Media uses implicit imagery to tell women which genital standards are deemed acceptable by society. Explicit depictions of genitals are usually reserved for pornographic materials, which women often describe as depicting uniform vulva appearance. It is possible that viewing invariable images of vulvas could have a negative impact on women’s self-perceptions. To better understand the vulva representations women are exposed to, the current study collected images ( N = 743) of vulvas from video pornography via two websites: Pornhub.com and Bellesa.co. We categorized images based on the level of pubic hair grooming and labia minora protrusion. Bellesa did not differ from Pornhub for the labia minora feature. We found that the majority of images from both websites had barely any protrusion of the labia minora past the labia majora. Pornhub showed vulvas with no hair most often, whereas Bellesa had slightly more variation in level of grooming. It is evident that both websites are depicting mostly uniform vulvas: small, groomed, and tidy. Undeviating depictions could influence women’s genital ideals, pushing them to seek out extreme surgery and beauty measures in order to adhere to the standards presented. Much like clothing advertisements, which now present a range of body shapes and sizes, presenting a diverse set of images of vulvas could be beneficial to viewers. Makers of pornography should consider diversifying their search and hiring criteria when selecting actresses, while also providing image disclaimers for their viewers.

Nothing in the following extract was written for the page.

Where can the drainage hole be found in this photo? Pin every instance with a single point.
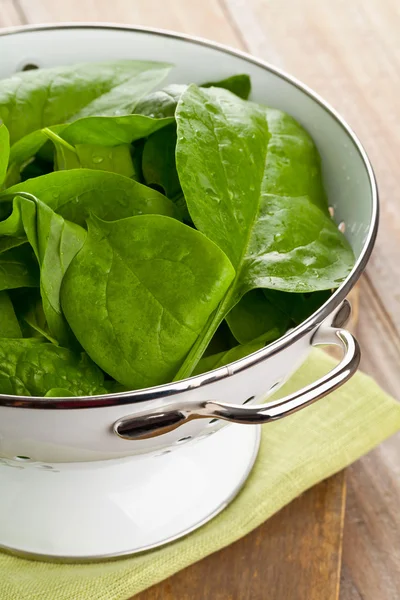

Graphic Sex Project: Arts-based research

by Jennifer Beman & Amanda Freise

The Graphic Sex Project was introduced at SexPosCon 2020 as a public interactive art installation to de-shame sex and de-stigmatize talking about it. Participants made “graphs” of a good sexual experience, and contributed over 700 to the project. Since then, the artist Jennifer Beman has collaborated with Dr. Amanda Freise to analyze the graphs and see what the collection has to tell us about people’s sexual scripts and what they value in their sexual experiences. The collection is cross-section of the sex lives of people of all ages, races, genders, and orientations. One major takeaway of the analysis is that within the tremendous variety of sexual activity represented in the graphs, people’s preferences aren’t determined by their demographic. Jennifer and Amanda will present their process, their findings, and discuss how this technique could be used to collect data about sexual scripts from people in marginalized communities. By creating a playful and de-stigmatizing social/sexual public space, sexuality research can reach a diverse community.